土壌教育活動だより 89-1
土壌教育委員会の活動を報告する.2017年3月に公示された新しい学習指導要領第4学年理科において「(3) 雨水の行方と地面の様子」が新設され,「雨水の行方と地面の様子について,流れ方やしみ込み方に着目して,それらと地面の傾きや土の粒の大きさとを関係付けて調べる活動」が明記された.本委員会では,「土の粒」の指導内容に関する作業部会を2017年6月に設置し,ウェブサイト等を通じて寄せられたコメントも参考にしつつ検討を重ね,本年1月に指導案「地面をつくる土の粒と雨水の行方」を公表した.本指導案は,学会長名で都道府県等教育委員会,教科書出版社および関連学会宛に送付され,関連する動画およびワークシートとともにウェブサイトに掲載されている.

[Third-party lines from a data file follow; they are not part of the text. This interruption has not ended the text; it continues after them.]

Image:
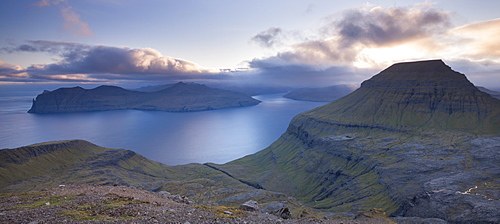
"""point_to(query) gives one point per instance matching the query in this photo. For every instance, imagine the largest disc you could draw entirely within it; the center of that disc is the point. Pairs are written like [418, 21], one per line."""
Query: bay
[215, 136]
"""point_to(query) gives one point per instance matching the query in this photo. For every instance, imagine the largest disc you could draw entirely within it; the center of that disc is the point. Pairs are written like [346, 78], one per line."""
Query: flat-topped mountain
[417, 139]
[326, 94]
[491, 92]
[415, 95]
[180, 97]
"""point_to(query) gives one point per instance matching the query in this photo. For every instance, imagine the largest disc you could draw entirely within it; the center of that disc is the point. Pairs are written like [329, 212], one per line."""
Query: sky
[301, 43]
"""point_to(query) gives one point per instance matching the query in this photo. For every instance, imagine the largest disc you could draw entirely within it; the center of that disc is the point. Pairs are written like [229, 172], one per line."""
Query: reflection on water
[171, 138]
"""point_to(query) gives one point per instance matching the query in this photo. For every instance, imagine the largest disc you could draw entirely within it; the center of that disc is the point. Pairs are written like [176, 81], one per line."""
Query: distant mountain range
[417, 140]
[179, 97]
[326, 94]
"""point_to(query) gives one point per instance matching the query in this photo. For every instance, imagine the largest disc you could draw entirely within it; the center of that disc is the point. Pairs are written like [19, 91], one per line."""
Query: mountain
[180, 97]
[417, 139]
[326, 94]
[490, 92]
[53, 164]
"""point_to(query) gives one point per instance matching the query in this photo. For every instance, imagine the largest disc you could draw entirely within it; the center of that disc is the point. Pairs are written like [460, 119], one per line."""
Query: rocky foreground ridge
[417, 141]
[180, 97]
[50, 183]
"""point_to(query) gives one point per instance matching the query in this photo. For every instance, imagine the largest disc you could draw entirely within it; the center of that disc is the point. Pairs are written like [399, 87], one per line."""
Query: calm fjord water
[172, 138]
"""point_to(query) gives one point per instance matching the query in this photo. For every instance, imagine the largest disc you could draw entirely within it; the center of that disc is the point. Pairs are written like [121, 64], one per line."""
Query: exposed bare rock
[250, 206]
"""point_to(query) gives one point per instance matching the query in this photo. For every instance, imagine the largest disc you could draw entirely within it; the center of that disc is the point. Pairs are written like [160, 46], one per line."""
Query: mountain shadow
[180, 97]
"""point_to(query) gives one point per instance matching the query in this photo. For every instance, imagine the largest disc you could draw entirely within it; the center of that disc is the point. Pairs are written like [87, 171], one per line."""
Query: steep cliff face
[181, 97]
[417, 139]
[415, 95]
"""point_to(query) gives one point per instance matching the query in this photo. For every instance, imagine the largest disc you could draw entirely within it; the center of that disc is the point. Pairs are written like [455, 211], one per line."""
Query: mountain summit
[179, 97]
[415, 95]
[416, 140]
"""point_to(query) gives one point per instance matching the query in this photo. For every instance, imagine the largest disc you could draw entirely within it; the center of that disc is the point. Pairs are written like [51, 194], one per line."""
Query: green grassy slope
[388, 145]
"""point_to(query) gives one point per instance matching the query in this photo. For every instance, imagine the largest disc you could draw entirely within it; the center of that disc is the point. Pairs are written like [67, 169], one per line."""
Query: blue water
[215, 136]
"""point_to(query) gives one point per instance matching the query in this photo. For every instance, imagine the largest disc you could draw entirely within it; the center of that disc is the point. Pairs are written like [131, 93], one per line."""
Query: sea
[172, 138]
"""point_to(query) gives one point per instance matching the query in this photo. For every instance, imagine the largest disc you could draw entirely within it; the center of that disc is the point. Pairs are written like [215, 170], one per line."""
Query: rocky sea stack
[180, 97]
[417, 139]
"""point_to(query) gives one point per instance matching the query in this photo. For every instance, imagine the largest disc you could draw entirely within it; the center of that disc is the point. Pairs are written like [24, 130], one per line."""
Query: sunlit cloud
[72, 22]
[361, 35]
[480, 40]
[373, 37]
[98, 62]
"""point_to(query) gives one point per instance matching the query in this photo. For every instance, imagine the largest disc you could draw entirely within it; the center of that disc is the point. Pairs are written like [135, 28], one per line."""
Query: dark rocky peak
[416, 95]
[433, 73]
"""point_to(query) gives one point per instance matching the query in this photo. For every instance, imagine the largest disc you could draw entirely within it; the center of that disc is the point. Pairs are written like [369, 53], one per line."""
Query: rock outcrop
[180, 97]
[417, 139]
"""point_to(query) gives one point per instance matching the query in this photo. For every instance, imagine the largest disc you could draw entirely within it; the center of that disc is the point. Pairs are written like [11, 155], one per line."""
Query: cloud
[267, 38]
[370, 39]
[72, 22]
[342, 40]
[104, 63]
[385, 27]
[478, 40]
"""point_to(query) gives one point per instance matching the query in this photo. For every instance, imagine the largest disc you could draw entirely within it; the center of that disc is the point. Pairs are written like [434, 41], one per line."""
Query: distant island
[179, 97]
[417, 142]
[326, 94]
[489, 92]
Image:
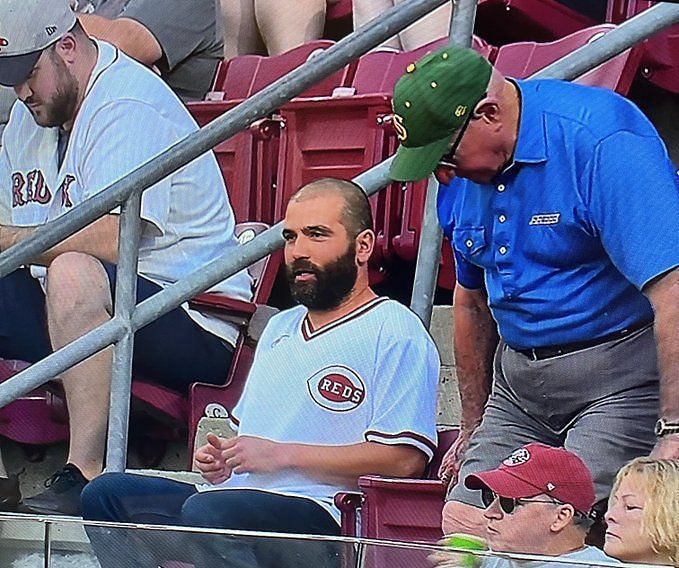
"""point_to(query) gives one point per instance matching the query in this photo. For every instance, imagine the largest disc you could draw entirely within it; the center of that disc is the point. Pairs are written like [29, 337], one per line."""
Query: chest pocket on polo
[470, 242]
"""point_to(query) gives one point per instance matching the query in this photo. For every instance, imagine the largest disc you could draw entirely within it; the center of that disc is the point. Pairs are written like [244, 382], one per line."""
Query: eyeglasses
[509, 504]
[449, 157]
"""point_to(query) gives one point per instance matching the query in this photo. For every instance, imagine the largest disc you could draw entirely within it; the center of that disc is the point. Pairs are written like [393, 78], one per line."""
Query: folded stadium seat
[521, 60]
[247, 162]
[507, 21]
[360, 120]
[249, 159]
[396, 509]
[660, 58]
[37, 418]
[175, 409]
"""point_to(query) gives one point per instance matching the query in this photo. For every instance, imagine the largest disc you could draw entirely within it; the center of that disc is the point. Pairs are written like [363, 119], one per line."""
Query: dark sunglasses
[447, 159]
[509, 504]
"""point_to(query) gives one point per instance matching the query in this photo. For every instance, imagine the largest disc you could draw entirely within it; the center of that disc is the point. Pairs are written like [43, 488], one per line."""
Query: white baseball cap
[27, 27]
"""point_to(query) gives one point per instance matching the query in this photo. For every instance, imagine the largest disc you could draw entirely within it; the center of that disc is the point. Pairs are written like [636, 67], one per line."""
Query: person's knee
[202, 510]
[76, 283]
[462, 518]
[98, 498]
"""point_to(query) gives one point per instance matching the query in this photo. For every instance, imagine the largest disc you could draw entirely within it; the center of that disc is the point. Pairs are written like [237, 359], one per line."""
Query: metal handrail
[123, 325]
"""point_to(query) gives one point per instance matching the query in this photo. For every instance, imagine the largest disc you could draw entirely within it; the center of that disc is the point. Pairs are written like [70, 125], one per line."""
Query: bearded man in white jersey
[341, 386]
[86, 116]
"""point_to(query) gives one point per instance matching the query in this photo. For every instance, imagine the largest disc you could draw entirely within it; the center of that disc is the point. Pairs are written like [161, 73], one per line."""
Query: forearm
[100, 239]
[345, 464]
[475, 342]
[664, 295]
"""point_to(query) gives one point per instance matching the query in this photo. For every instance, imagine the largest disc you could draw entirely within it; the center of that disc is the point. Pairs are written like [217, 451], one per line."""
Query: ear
[66, 48]
[365, 243]
[563, 518]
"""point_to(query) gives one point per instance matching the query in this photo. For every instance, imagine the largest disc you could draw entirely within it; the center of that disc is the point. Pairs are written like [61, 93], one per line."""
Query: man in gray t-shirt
[182, 39]
[538, 502]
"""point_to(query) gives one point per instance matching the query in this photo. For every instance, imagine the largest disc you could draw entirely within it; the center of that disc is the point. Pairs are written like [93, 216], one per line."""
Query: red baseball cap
[535, 469]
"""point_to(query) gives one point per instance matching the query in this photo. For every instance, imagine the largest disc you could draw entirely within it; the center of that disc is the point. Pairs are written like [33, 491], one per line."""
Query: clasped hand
[221, 457]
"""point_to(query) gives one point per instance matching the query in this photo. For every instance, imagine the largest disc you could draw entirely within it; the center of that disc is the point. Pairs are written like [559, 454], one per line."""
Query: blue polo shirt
[565, 239]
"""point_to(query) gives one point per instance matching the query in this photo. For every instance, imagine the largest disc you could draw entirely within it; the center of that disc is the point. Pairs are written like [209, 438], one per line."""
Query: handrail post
[125, 302]
[431, 236]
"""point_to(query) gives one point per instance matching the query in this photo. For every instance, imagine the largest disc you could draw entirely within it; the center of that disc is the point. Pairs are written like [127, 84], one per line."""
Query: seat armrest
[349, 504]
[219, 302]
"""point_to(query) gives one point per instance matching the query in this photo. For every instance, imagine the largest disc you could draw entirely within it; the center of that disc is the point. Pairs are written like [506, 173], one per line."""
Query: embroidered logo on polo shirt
[337, 388]
[545, 219]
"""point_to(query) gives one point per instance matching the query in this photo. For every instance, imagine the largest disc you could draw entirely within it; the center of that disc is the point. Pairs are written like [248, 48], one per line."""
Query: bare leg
[78, 300]
[366, 10]
[461, 518]
[433, 26]
[285, 24]
[241, 36]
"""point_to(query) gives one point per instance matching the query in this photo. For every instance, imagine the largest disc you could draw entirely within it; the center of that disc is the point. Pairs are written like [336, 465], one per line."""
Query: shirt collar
[531, 146]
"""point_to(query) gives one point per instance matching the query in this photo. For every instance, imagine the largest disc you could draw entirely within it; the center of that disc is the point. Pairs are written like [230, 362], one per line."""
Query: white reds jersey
[128, 116]
[370, 376]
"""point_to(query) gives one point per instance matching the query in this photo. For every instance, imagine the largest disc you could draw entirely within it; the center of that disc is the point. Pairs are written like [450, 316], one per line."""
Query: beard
[61, 107]
[331, 285]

次に委員による土壌教育活動を紹介する.①8月1~2日,雑木林(狭山市)で「林を活用した自然活動や観察・実験を考える」をテーマとした教員研修会に講師として参加した.参加者4~5人で班をつくり,林の中で観察・実験に活用できそうな題材や教材探しを行った.土に関しては,「林と畑,田んぼ,グラウンドの土の違いを探ろう」,「土を掘って断面を見てみよう」の2つが取り上げられた.②8月3日,武州ガスの「子どもエコ教室」に講師として招かれ,飯能市の森で「森林の土」の調査及び講話を行った.参加者は小学生13名と大人3名であった.現地では,土が層に分かれている様子や土の団粒構造を観察した.その後,日本の国土と森林,森林の役割及び多面的機能,里山(人工林)の変化,輸入材の増加,熱帯林の喪失と土壌流出など,図版を使って解説し,森が土をつくり,土が森を育てることを説明した.③8月19日,大妻嵐山女子中学・高等学校で土壌講座が開催され,講師を担当した.参加者20人に対し,「土とは何か」,「土の生成」,「土の機能」,「日本の土・世界の土」などの概要を説明後,様々な土壌と砂の5感を使った観察,土壌粒子実験,土壌吸着実験を行った.①~③について,福田直顧問(武蔵野学院大学)が担当した.
最後に支部の活動を報告する.昨年11月25日に開催された2017年度日本土壌肥料学会関東支部神奈川大会(日本大学生物資源科学部)において,支部主催の高校生ポスター発表会が開催された.当日は,関東圏内より7課題(5校)の発表があった.コアタイムでは,支部会員の鋭い指摘に対し,懸命に受け答えする高校生の様子が見受けられた.関東支部幹事の審査により,最優秀賞1課題(東京都立科学技術高等学校)および優秀賞2課題(埼玉県立熊谷西高等学校,山梨県立日川高等学校)が選ばれた.